At the same time, he was “modest to a fault,” according to Lars. “People had no idea he was this brilliant mathematician.” Neighbors and family friends often knew his father worked with computers, but even those who knew about the Cooley-Tukey FFT sometimes didn’t make the connection. “They didn’t know he was the James Cooley,” said Lars. “People who knew his work would tell me what a great mathematician he was, but to me, he was just Dad.”

The third man

The algorithm is named for two people, but a third was responsible for linking them: Dick Garwin. In 1963 Garwin, who was head of the IBM Watson Scientific Laboratory at Columbia University at the time, met John Tukey at a meeting of President John F. Kennedy’s Science Advisory Committee in Washington, D.C. They were there for a classified discussion about how to detect rival nations’ underground nuclear tests — and glean data on their nuclear weapons programs.

Enter the Fourier equations, a 19th-century series which expand or approximate periodic functions — including light or sound waves — as a sum of trigonometric functions. These equations made it possible to take the amplitude of a wave at various timepoints and calculate its frequency. This method can be applied to detect earthquakes (or underground explosions) by differentiating primary waves and secondary waves from surface waves on a seismograph recording. Each type of wave travels through the Earth at a different velocity, which shows up as different frequencies on a seismograph. Given these measurements, the Fourier transform, a generalization of the series, can solve for the amplitude of the earthquake at its source.

Back in 1963, though, this wasn’t enough to solve the problem at hand. “The Fourier transform was far too slow to calculate in practice,” said Stone. “It couldn’t keep up with the seismic data.” What they needed was a fast Fourier transform, an FFT.

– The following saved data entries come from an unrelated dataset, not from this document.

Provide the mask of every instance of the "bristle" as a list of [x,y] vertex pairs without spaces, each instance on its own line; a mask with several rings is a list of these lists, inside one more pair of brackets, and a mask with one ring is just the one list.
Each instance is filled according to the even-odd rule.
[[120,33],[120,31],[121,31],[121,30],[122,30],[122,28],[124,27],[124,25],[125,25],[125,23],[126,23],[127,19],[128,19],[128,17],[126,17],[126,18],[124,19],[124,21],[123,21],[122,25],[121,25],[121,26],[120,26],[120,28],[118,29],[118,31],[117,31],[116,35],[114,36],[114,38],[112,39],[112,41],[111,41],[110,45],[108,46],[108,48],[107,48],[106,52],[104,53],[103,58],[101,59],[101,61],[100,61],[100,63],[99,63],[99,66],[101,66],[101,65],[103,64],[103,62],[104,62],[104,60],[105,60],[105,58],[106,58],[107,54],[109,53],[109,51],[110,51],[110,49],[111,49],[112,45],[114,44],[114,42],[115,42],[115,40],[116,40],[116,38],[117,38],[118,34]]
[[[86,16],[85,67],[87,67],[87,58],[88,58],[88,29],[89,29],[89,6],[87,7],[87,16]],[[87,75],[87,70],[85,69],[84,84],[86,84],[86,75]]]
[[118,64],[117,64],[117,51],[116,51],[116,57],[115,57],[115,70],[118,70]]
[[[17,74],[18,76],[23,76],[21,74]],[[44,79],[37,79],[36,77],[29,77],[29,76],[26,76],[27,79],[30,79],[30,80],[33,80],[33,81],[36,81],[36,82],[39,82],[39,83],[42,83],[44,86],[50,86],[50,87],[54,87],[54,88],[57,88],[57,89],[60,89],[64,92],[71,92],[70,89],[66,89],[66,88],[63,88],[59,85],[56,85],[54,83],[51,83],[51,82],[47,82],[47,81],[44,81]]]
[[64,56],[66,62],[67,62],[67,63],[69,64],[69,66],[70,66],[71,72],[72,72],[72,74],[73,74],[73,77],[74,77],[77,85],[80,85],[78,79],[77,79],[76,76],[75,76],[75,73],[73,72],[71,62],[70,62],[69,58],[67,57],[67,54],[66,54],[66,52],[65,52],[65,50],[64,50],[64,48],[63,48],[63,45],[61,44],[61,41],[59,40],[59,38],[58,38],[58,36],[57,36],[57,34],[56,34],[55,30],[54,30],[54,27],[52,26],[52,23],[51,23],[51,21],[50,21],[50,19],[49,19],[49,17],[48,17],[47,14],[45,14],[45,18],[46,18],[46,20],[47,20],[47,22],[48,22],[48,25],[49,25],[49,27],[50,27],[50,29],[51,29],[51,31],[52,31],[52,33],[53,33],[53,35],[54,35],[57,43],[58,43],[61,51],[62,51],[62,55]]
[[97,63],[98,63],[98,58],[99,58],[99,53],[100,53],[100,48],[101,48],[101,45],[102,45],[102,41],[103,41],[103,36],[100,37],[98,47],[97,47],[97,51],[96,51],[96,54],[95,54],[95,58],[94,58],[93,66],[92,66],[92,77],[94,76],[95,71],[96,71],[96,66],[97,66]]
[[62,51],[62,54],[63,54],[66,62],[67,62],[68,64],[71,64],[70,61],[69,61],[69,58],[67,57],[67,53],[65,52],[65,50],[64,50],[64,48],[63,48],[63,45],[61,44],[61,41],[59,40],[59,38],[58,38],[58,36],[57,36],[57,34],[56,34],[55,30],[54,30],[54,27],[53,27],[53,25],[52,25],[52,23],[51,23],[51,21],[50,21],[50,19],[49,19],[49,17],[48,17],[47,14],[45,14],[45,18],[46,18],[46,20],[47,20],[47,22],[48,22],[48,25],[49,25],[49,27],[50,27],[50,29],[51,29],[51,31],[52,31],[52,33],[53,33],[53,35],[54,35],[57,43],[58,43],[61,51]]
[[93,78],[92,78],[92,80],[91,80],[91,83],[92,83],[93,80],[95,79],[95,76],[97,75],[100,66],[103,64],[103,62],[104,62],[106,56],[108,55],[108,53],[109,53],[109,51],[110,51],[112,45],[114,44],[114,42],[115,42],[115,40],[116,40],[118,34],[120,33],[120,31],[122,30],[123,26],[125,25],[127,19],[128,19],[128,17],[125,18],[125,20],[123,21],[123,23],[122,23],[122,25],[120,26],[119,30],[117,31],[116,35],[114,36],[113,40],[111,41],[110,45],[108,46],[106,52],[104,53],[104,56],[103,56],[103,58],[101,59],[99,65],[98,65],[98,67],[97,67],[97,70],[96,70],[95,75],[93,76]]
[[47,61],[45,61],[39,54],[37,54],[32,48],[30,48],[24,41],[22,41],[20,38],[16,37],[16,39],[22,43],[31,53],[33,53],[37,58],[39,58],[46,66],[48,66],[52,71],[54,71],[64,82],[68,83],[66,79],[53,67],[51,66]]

Garwin inquired with IBM Research to find someone who could write numerical analysis code for high-speed scientific computers. Word came back that Cooley was the man he was looking for, so Garwin introduced him to Tukey. Cooley and Tukey met at Princeton, and Cooley returned to the Watson Research Center. Not long after, he had written a Fortran program for the FFT. They published their paper on the FFT in 1965 in the journal Mathematics of Computation. In 2024, Garwin told IEEE Spectrum that this introduction between the two was the achievement he was most proud of.

“Maybe it would have happened eventually, but he made it happen,” said Stone.

Six decades later, Cooley, Tukey, and Garwin are all no longer with us, but the Cooley-Tukey FFT lives on. It is used in the chemical and materials simulations that impact drug and material design, and the computer-aided design (CAD) used to design cars, airplanes, and buildings. All modern image reconstructions for magnetic resonance imaging (MRI) and computed tomography (CT) scans are based on the FFT or its variants, as well as the compression and decompression of photos and videos to share on the internet, and it’s still widely used in seismology. The JPEG and MPEG standards are based on FFT algorithms. Videos and images comprise the bulk of internet traffic, and their transmission depends on the FFT algorithm, defined at a time when the earliest version of the internet wasn’t even yet an idea.